Python Pathlib complex glob patterns
TL;DR
import itertools
import pathlib
mypath = pathlib.Path()
patterns = ["*.jpg", "*.png"]
matched = list(
itertools.chain.from_iterable(
mypath.glob(pattern) for pattern in patterns
)
)
Today I learn Python pathlib.Path.glob
does not support complex glob patterns such as *.{jpg,png}
!
Let's see how it can be done. First try:
import pathlib
mypath = pathlib.Path() / "tests"
matched = list(mypath.glob("*.jpg")) + list(mypath.glob("*.png"))
It does the job but I'm not a big fan of concataining lists as it allocates multiple list objects. pathlib.Path.glob
returns a generator which is an iterable. Let's see if itertools
can rescue us:
import itertools
matched = list(itertools.chain(mypath.glob("*.jpg"), mypath.glob("*.png")))

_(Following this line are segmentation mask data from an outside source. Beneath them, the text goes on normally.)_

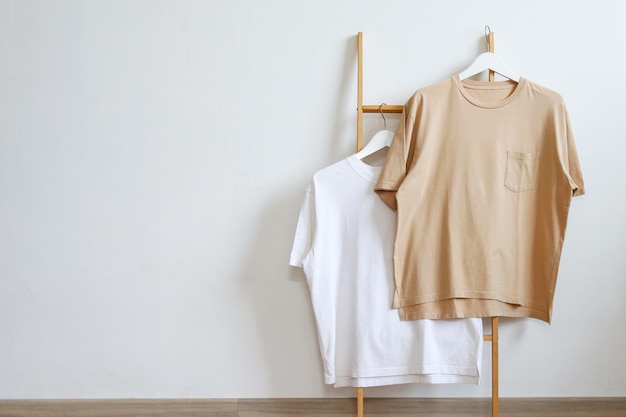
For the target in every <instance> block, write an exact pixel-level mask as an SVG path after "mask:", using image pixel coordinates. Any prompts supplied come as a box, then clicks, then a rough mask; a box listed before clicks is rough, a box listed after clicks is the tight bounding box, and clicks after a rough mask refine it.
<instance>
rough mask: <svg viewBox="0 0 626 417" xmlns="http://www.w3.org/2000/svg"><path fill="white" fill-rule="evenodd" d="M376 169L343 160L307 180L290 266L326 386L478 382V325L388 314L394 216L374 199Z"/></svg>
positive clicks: (463, 320) (456, 319)
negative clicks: (403, 319) (310, 295)
mask: <svg viewBox="0 0 626 417" xmlns="http://www.w3.org/2000/svg"><path fill="white" fill-rule="evenodd" d="M380 169H381V168H380V167H375V166H370V165H367V164H365V163H364V162H362V161H361V160H359V159H358V158H357V157H356V156H355V155H352V156H350V157H348V158H346V159H344V160H342V161H339V162H337V163H335V164H333V165H331V166H329V167H327V168H324V169H322V170H320V171H318V172H317V173H315V175H314V176H313V181H312V182H311V184H310V185H309V186H308V188H307V191H306V195H305V199H304V203H303V205H302V209H301V211H300V216H299V220H298V225H297V230H296V235H295V239H294V244H293V249H292V252H291V257H290V261H289V263H290V265H293V266H298V267H302V268H303V270H304V273H305V276H306V279H307V283H308V285H309V289H310V292H311V301H312V305H313V311H314V315H315V320H316V324H317V331H318V337H319V344H320V350H321V355H322V361H323V365H324V379H325V383H326V384H334V386H335V387H343V386H352V387H370V386H379V385H393V384H402V383H431V384H434V383H473V384H476V383H478V381H479V375H480V366H481V358H482V346H483V335H482V319H479V318H470V319H453V320H416V321H401V320H400V318H399V316H398V311H397V310H394V309H392V308H391V303H392V298H393V291H394V281H393V269H392V263H393V242H394V236H395V228H396V213H395V212H394V211H393V210H392V209H391V208H389V207H388V206H387V205H386V204H385V203H384V202H383V201H382V200H381V199H380V198H379V197H378V196H377V195H376V193H375V192H374V183H375V182H376V179H377V178H378V175H379V173H380Z"/></svg>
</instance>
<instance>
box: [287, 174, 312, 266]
mask: <svg viewBox="0 0 626 417" xmlns="http://www.w3.org/2000/svg"><path fill="white" fill-rule="evenodd" d="M314 192H315V191H314V188H313V184H311V185H309V186H308V187H307V189H306V193H305V195H304V201H303V202H302V206H301V208H300V215H299V216H298V225H297V226H296V234H295V237H294V240H293V246H292V248H291V255H290V257H289V265H292V266H297V267H300V268H302V267H303V266H304V260H305V259H306V257H307V255H308V254H309V252H310V251H311V246H312V243H313V230H314V226H315V209H314V201H315V198H314Z"/></svg>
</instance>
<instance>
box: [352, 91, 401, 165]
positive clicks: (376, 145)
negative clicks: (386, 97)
mask: <svg viewBox="0 0 626 417" xmlns="http://www.w3.org/2000/svg"><path fill="white" fill-rule="evenodd" d="M384 105H385V103H383V104H381V105H380V108H379V110H380V115H381V116H382V118H383V122H384V127H383V130H381V131H379V132H377V133H376V134H375V135H374V136H373V137H372V139H370V141H369V142H368V143H367V145H365V147H364V148H363V149H361V150H360V151H358V152H357V153H356V157H357V158H359V159H363V158H365V157H366V156H369V155H371V154H373V153H375V152H377V151H379V150H381V149H383V148H388V147H390V146H391V141H392V140H393V136H394V134H395V132H394V131H392V130H387V120H385V115H384V114H383V110H382V109H383V106H384Z"/></svg>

Not bad! Only a single list
object is created out of multiple generators. Can we go further and apply some "DRY" principle?
matched = list(
itertools.chain.from_iterable(
mypath.glob(pattern) for pattern in ["*.jpg", "*.png"]
)
)
I do not think I can do better right now. The expression given as argument to itertools.chain.from_iterable
is a generator, itself generating a generator for each pattern using pathlib.Path.glob
. I do like these types of constructs in Python as the whole construction chain is lazily evaluated thanks to generators, and the composability aspect to it feels very much like functional programming.